We have a house on a barrier island and getting there is never easy. You have to load up the car, drive a long time, charter a boat, load the stuff onto the boat, off load the stuff onto the dock, carrier it to a car we keep on the island, load the car, drive to the house and then take the stuff up two flights of stairs. Of course, one can not consider sitting on the porch at the ocean without a glass or two of wine to complete the experience. Hauling a case or two of wine all that way is not easy. It takes up a lot of room on all those transports, is heavy, and then there is the issue of disposing of all that glass in an environmentally responsible way.
One day I decided, what the heck, why not try a 3 liter of a box wine?
So I purchased a Bota Box Shiraz and it wasn’t bad. Ditto for the Bota Box Chardonnay and Pinot Grigio.
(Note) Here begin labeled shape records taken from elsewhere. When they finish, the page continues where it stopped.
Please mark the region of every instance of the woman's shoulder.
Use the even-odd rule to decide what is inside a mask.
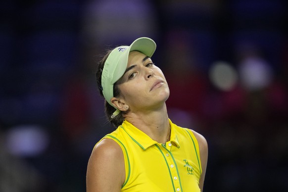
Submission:
[[[114,158],[123,155],[122,149],[114,140],[104,138],[96,144],[91,155],[99,158]]]
[[[207,141],[204,136],[196,132],[196,131],[190,129],[194,136],[196,138],[197,141],[198,142],[198,144],[199,145],[199,149],[200,151],[207,151],[208,150],[208,144]]]

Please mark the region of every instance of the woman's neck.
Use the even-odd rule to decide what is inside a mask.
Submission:
[[[130,112],[125,118],[158,143],[166,143],[170,139],[170,126],[166,106],[163,110],[156,111]]]

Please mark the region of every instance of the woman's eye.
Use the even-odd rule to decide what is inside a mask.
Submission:
[[[130,75],[129,75],[129,79],[133,79],[133,78],[134,78],[134,77],[135,76],[135,73],[132,73]]]
[[[154,63],[147,63],[147,64],[146,65],[146,67],[150,67],[151,65],[152,65],[153,64],[154,64]]]

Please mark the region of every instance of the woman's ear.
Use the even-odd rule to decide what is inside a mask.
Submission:
[[[125,111],[124,106],[125,103],[123,102],[120,99],[116,97],[112,97],[110,99],[111,103],[120,111]]]

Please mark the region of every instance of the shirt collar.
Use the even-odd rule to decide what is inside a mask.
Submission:
[[[177,126],[169,119],[169,123],[171,128],[170,140],[171,144],[177,148],[180,147],[179,142],[177,138]],[[158,143],[148,136],[146,134],[135,127],[133,125],[124,120],[120,127],[130,136],[132,140],[138,144],[143,150],[146,150],[149,147],[158,144]]]

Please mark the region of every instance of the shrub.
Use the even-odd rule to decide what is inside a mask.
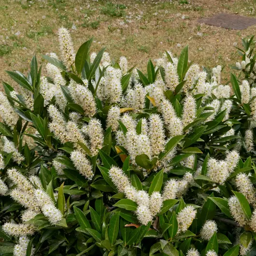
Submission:
[[[0,93],[0,254],[252,255],[254,87],[187,47],[144,74],[58,35]]]

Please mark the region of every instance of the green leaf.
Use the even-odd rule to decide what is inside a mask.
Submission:
[[[240,248],[240,245],[237,244],[235,246],[230,248],[230,249],[225,253],[223,256],[238,256]]]
[[[177,72],[180,77],[180,82],[182,81],[182,78],[184,76],[184,72],[187,66],[188,60],[188,47],[187,45],[182,50],[177,65]]]
[[[148,194],[151,196],[154,192],[159,192],[163,185],[163,179],[164,177],[164,170],[162,169],[154,177],[152,183],[149,187]]]
[[[63,193],[64,184],[64,183],[63,182],[59,187],[57,199],[58,209],[60,211],[63,215],[65,213],[65,196]]]
[[[165,146],[165,151],[162,152],[159,156],[159,160],[162,159],[170,152],[184,138],[185,135],[178,135],[174,136],[169,140]]]
[[[84,43],[78,49],[75,58],[75,66],[78,75],[82,72],[85,60],[89,56],[89,51],[92,42],[92,38]]]
[[[212,193],[210,197],[213,197],[213,193]],[[207,220],[212,220],[215,216],[215,212],[216,205],[209,198],[207,199],[206,201],[203,204],[201,212],[202,225],[203,225]]]
[[[172,213],[171,217],[169,221],[169,224],[171,226],[168,228],[168,233],[171,238],[173,238],[177,234],[178,231],[178,223],[176,217],[175,212]]]
[[[91,184],[91,186],[103,192],[113,192],[114,189],[109,185],[105,180],[97,180]]]
[[[213,250],[217,254],[218,254],[219,245],[218,244],[218,239],[217,239],[215,232],[214,232],[213,235],[209,241],[207,245],[206,246],[206,248],[205,249],[205,252],[207,252],[211,250]]]
[[[32,87],[27,78],[18,71],[6,71],[6,73],[16,83],[29,91],[32,91]]]
[[[101,222],[100,221],[100,217],[93,208],[91,207],[90,206],[89,206],[89,208],[92,222],[96,228],[96,229],[100,232],[101,232]]]
[[[111,244],[114,244],[118,235],[120,212],[114,214],[110,219],[108,228],[109,241]]]
[[[232,244],[232,242],[231,242],[228,237],[227,237],[227,236],[225,236],[221,233],[217,233],[217,239],[218,239],[218,243],[228,243]]]
[[[163,252],[168,256],[179,256],[179,252],[171,243],[168,243],[164,247]]]
[[[148,82],[147,78],[143,74],[143,73],[138,69],[137,70],[137,71],[138,72],[139,77],[140,77],[140,79],[141,80],[142,85],[144,86],[149,85],[149,82]]]
[[[230,219],[233,219],[229,212],[228,201],[221,198],[208,197],[219,207],[221,211]]]
[[[99,52],[96,57],[94,59],[93,63],[91,66],[91,69],[90,70],[90,73],[88,78],[86,77],[86,79],[88,80],[90,80],[91,78],[92,77],[93,74],[95,72],[96,69],[100,65],[100,61],[101,60],[101,58],[102,57],[103,54],[105,51],[105,48],[103,48]]]
[[[108,156],[104,151],[102,151],[101,149],[99,149],[99,153],[104,167],[110,170],[113,165],[118,166],[115,161],[109,156]]]
[[[128,211],[136,211],[138,206],[137,203],[130,199],[121,199],[114,205],[119,208],[123,208]]]
[[[201,174],[202,175],[205,175],[207,172],[207,163],[208,162],[208,159],[209,158],[210,155],[209,153],[207,153],[205,158],[204,158],[204,160],[202,166],[202,171],[201,171]]]
[[[237,98],[239,100],[240,102],[241,102],[241,92],[240,91],[240,87],[239,87],[239,85],[238,84],[238,82],[237,81],[236,76],[232,73],[231,74],[230,81],[235,95]]]
[[[161,208],[161,212],[159,213],[159,215],[162,215],[167,212],[167,211],[172,207],[179,200],[176,199],[167,199],[167,200],[165,200],[163,203],[163,206]]]
[[[246,218],[249,220],[252,216],[252,211],[251,211],[251,208],[250,207],[250,205],[248,202],[246,198],[241,193],[234,191],[233,190],[232,192],[235,194],[235,196],[236,196],[237,199],[238,199],[242,208],[242,211],[245,214]]]
[[[142,190],[143,189],[142,183],[136,174],[135,174],[134,173],[132,173],[132,174],[131,174],[131,185],[137,190]]]
[[[181,151],[181,152],[185,154],[202,154],[203,152],[199,148],[195,147],[187,147]]]
[[[83,108],[78,104],[75,103],[69,103],[67,105],[67,107],[69,107],[71,110],[76,111],[82,114],[84,114],[85,111],[83,109]]]
[[[128,85],[130,83],[130,78],[131,78],[132,73],[128,73],[125,76],[124,76],[121,80],[121,84],[122,85],[122,88],[123,89],[123,93],[125,93],[127,88],[128,88]]]
[[[155,68],[150,59],[149,59],[148,62],[147,70],[148,82],[150,84],[153,84],[155,82]]]
[[[43,57],[49,61],[50,63],[54,65],[54,66],[57,67],[63,71],[66,71],[66,68],[65,67],[65,66],[63,65],[62,62],[59,61],[58,59],[50,57],[50,56],[48,56],[47,55],[43,55]]]
[[[90,234],[90,235],[91,235],[91,236],[92,236],[92,237],[93,237],[93,238],[94,238],[94,239],[95,239],[97,242],[101,242],[102,238],[100,233],[97,230],[92,228],[86,228],[85,230]]]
Box Wine Bladder Failure equals Bad Box Wine Review
On a recent trip I decided to try a Turning Leaf Pinot Noir in a box. When I opened it, it was nasty. I thought it was oxidized, but then wondered about that since box wines are a “closed” system. They use a bladder which is one of the pluses of a box wine and the wine will keep for a month although I’ve never tested that theory. But this box-o-wine was bad and there is no returning a box wine for credit.
Box wines are worth considering in another venue.
When taking a cruise, we are always like to have wine in the cabin as it is cheaper than running up those cruise ship tabs. Box wine is perfect in that kind of situation. A 3 liter red and a 3 liter white is good for two of us for a week. And if you have to throw some of away — well, there is no guilt. But here is the problem for me—there just aren’t many decent box wines. Surely this might be an option worth considering for all that juice that can’t make it into a winemaker’s primary bottling. Of course, there are the distributors, wine merchants and the public who view box wines as a step below jug wine, but great breakout box wine may find a market niche and start to change the bias of the wine drinking public.
Black Box Wine looks to be grabbing that market!
While I haven’t tried Black Box Wine yet  to review, yet they have quite a bit of buzz around them for a wine in a box! Not only is there a Black Box Merlot wine, but they have a reserve merlot and a reserve Chardonnay as well! They even say that the Black Box wine is from grapes all over the world’s best wine regions. So while I will never, ever leave the glory of a fine wine in a glass bottle behind, sometimes there is actually a time and place for wine in a box!